NAAS is to lose its divisional Garda HQ to Portlaoise as part of the restructuring programme of an Garda Síochána which will see them consolidate their regions from six to four, and divisions from 28 to 19.
The downgrade was flagged here a month ago when Superintendant Oliver Henry First raised this possibility at last month’s Joint Policing Committee (JPC) meeting with Kildare councillors on 2 September, before it was confirmed last Thursday 26 September.
In real terms, there won’t be any material change to Kildare policing, only that the buck now stops on the desk of the ranking senior officer within the new Offaly/Laois/Kildare district – Chief Superintendent John Scanlon who is based in Portlaoise.
According to a garda spokesperson “a wide range of operational factors have been considered when deciding where the new regional and divisional headquarters should be based, including population, geography, projected growth, crime trends and workload across a range of work streams”.
Both Supt Henry and his ranking colleague in Leixlip Gerry Wall voiced support for this, the first such restructuring in garda divisions since the formation of the State.
“There is a new policing model. We support change, constructive change to get more [of our] people in the community,” said Supt Wall.
“There are issues, but we’re big enough and bold enough to hold that conversation,” he pointed out.
He explained how one aspect of the plan was to give present responsibilities like HR, IT admin and fleet management to a civilian executive officer, and free up the expertise of superintendents and inspectors to concentrate more on policing matters.
“That’s a good idea…[and] you can expect victim services to expand substantially,” Supt Wall added.
He explained the decision to amalgamate the three counties was based on international best practice where it has been demonstrated that a district with a staff roster of between 600 and 800 officers would be “self-sufficient” in terms of expertise in fields such as forensics, armed support, community policing, traffic, a water unit.
Reactions to the move have been mixed amongst local representatives.
“I think it was always on the cards. It’s never nice to see these things going, but it should allow Naas [gardaí] to do more policing rather than looking after admin,” said Naas councillor Fintan Brett.
“I think it is a very good idea, putting white collar people and allowing the blue collars to do more policing,” he added, pointing out that he already noticed a greater garda presence on the streets of Naas over the weekend.

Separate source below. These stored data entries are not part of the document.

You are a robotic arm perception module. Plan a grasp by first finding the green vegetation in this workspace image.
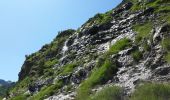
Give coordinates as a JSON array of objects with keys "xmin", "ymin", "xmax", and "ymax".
[
  {"xmin": 10, "ymin": 77, "xmax": 31, "ymax": 94},
  {"xmin": 60, "ymin": 63, "xmax": 77, "ymax": 75},
  {"xmin": 162, "ymin": 37, "xmax": 170, "ymax": 63},
  {"xmin": 30, "ymin": 81, "xmax": 63, "ymax": 100},
  {"xmin": 133, "ymin": 22, "xmax": 152, "ymax": 43},
  {"xmin": 76, "ymin": 38, "xmax": 130, "ymax": 100},
  {"xmin": 107, "ymin": 38, "xmax": 131, "ymax": 55},
  {"xmin": 10, "ymin": 95, "xmax": 29, "ymax": 100},
  {"xmin": 77, "ymin": 59, "xmax": 116, "ymax": 100},
  {"xmin": 128, "ymin": 0, "xmax": 170, "ymax": 13},
  {"xmin": 130, "ymin": 83, "xmax": 170, "ymax": 100},
  {"xmin": 132, "ymin": 49, "xmax": 143, "ymax": 62},
  {"xmin": 91, "ymin": 86, "xmax": 122, "ymax": 100},
  {"xmin": 85, "ymin": 10, "xmax": 112, "ymax": 25}
]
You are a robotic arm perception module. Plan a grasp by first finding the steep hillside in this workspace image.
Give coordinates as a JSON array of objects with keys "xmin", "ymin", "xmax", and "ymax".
[
  {"xmin": 7, "ymin": 0, "xmax": 170, "ymax": 100},
  {"xmin": 0, "ymin": 79, "xmax": 15, "ymax": 99}
]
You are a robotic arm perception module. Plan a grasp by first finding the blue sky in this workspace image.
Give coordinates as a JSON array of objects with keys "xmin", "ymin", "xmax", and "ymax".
[{"xmin": 0, "ymin": 0, "xmax": 122, "ymax": 81}]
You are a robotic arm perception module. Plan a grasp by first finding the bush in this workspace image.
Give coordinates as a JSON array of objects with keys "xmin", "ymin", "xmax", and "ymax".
[
  {"xmin": 91, "ymin": 86, "xmax": 123, "ymax": 100},
  {"xmin": 130, "ymin": 83, "xmax": 170, "ymax": 100}
]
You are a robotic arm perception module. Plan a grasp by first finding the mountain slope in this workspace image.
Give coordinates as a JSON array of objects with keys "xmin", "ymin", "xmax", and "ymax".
[
  {"xmin": 5, "ymin": 0, "xmax": 170, "ymax": 100},
  {"xmin": 0, "ymin": 79, "xmax": 14, "ymax": 99}
]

However, his colleague Cllr Bill Clear held a different view.
“From a Naas point of view, we’ll lose out in a big way,” he said.
“I don’t welcome it and think we will suffer. Hopefully, it won’t result in a higher level of crime [around the town,” he said.

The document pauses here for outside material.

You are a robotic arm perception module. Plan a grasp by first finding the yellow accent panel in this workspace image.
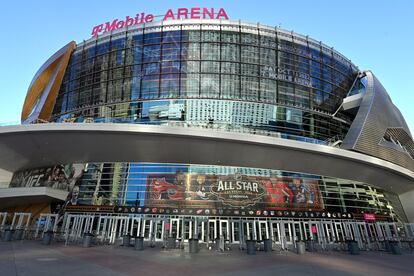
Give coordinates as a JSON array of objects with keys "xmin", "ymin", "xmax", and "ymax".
[{"xmin": 21, "ymin": 41, "xmax": 76, "ymax": 122}]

Cllr Vincent P Martin was a little more sanguine, and picked a position somewhere between his two elected colleagues.
“We’d regret any perceived diminution in garda presence in the constituency,” he said.

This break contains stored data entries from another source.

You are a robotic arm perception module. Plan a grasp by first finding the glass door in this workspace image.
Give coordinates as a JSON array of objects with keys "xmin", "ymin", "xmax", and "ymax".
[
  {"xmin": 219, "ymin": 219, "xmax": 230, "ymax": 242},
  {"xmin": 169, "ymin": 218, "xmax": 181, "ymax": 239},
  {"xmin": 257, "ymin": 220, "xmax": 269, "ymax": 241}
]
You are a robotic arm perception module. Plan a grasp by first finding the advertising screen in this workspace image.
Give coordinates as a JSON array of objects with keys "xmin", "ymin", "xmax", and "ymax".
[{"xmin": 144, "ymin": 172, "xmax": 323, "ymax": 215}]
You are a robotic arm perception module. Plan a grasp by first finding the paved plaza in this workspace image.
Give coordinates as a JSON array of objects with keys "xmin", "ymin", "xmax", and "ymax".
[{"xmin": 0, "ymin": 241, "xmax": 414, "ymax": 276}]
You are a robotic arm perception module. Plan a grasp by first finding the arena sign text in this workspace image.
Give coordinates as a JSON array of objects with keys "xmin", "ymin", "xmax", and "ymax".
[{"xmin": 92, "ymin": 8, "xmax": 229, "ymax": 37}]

”We will have to wait and see if this translates into more gardaí on the streets,” he added.
Kildare TD Frank O’Rourke also felt this was a bad idea to move the HQ from the most populous county in the new division.
“The new divisional headquarters, based out of Portlaoise, will be catering for a population of almost 300,000 people, over 200,000 of whom are in Kildare. Surely it would have made more sense for the divisional headquarters to be where the population is concentrated,” he pointed out.
The new operating model has already commenced with the amalgamation of regions and will be introduced into Divisions on a phased basis, however those in the border region are unlikely to see any significant change until further clarity is available on Brexit.